Add pseudo selectors that select models based on artifact states #2465
Description
Describe the feature
This change would be in support of:
- Improved dev experiences
- Slimmer CI builds
If dbt is provided artifacts (manifest, run_results) produced from a previous run of dbt, then dbt will be able to determine:
- New nodes
- Changed nodes
- Nodes that failed to build in a previous invocation
Here are some high-level example usage scenarios:
# Run new and changed models (and their descendants) in a CI build
$ dbt --state prod-target/ run --models @state:modified
# Re-run failed models and their children in development (or, re-run a prod job that failed)
$ dbt --state target/ run --models build:error+
# Re-run failed models and their children in development
# Note: --state is implied to be target/ here
$ dbt run --models build:error+
Implementation details
dbt is going to need to point to the artifacts from a previous invocation to compare manifests or determine build statuses from a previous run. To accomplish this, we could add a flag like --state
which should point to a folder containing the manifest and run_results from a previous invocation of dbt. It will be the users responsibility to make sure these artifacts are present in their environment.
--state flag:
- This flag probably makes the most sense as a flag to dbt, as it will apply to many subcommands (eg.
compile
,run
,test
,seed
,snapshot
, andls
).

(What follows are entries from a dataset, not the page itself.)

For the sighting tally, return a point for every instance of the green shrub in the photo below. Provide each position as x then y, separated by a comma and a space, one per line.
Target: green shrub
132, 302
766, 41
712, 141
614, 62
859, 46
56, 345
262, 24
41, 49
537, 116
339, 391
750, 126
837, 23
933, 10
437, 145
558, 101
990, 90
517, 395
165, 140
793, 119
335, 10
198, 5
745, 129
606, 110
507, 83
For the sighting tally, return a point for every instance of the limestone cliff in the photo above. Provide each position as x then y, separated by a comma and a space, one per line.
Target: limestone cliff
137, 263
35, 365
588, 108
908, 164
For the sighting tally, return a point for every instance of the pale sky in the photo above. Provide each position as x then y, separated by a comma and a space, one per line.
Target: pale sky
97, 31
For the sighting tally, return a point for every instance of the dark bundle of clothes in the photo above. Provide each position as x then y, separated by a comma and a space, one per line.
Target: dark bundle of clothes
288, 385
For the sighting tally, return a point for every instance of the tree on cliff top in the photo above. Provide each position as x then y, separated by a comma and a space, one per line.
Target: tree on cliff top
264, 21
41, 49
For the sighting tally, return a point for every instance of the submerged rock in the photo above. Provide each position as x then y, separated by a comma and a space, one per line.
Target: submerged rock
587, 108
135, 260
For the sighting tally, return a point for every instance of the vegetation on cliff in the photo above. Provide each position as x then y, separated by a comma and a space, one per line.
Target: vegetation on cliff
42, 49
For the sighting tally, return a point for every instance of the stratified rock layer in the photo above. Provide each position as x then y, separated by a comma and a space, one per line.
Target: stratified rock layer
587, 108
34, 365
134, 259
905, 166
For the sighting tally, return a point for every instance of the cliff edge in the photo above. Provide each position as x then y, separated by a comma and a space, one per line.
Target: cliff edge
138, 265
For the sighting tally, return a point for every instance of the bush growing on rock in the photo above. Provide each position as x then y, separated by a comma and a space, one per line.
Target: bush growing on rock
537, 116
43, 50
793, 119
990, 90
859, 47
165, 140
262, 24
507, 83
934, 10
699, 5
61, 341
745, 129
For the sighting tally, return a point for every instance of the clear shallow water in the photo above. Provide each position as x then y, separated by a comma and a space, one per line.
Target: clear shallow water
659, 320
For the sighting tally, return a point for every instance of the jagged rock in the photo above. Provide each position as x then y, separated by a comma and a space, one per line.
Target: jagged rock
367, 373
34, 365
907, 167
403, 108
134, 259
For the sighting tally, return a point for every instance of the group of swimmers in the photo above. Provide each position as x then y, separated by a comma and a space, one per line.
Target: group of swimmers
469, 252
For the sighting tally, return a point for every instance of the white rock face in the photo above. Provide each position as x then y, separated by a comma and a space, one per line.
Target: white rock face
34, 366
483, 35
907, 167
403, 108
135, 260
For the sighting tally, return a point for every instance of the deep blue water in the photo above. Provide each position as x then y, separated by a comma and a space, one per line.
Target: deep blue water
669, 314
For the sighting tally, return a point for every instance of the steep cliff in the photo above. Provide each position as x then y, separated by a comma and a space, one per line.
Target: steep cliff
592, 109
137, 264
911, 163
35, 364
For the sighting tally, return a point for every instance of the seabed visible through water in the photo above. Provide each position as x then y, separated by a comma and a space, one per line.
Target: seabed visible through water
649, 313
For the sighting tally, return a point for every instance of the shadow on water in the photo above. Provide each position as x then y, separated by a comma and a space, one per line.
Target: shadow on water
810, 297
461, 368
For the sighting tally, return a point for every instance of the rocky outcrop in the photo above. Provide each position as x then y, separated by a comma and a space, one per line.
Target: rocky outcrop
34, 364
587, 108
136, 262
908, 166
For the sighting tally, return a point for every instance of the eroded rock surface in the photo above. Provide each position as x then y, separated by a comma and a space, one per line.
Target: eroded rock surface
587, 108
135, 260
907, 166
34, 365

It can definitely be a flag to subcommands (or both) if that makes sense - The default value should be
target/
- If the expected state files are not present, dbt should run successfully, but selectors based on this state information should fail if used.
- eg.
dbt run --models build:error
will fail with an appropriate error if thetarget/
dir does not exist
- eg.
Selectors:
state:modified
: Will select any nodes whose hashes have changed compared to the value present in the manifest artifactstate:new
: Will select any nodes which are present in the project but are not present in the manifest artifact- We'll probably want to provide some shorthand that selects new & changed files for local dev
build:error
: Will select any nodes which errored or were skipped in run_results state artifactbuild:success
: I don't know that there's a concrete use-case for something like this, but it seems sensible to implement selectors for different states
Determining nodes that have changed
This is a tricky problem! A very simple version of this functionality can be implemented with a git diff --name-only
. That will get you pretty far, but it will not account for:
- models that should be considered changed because they reference a macro that has changed
- schema.yml files (it's tough to correlate .yml file changes to dbt nodes, at least as far as git is concerned)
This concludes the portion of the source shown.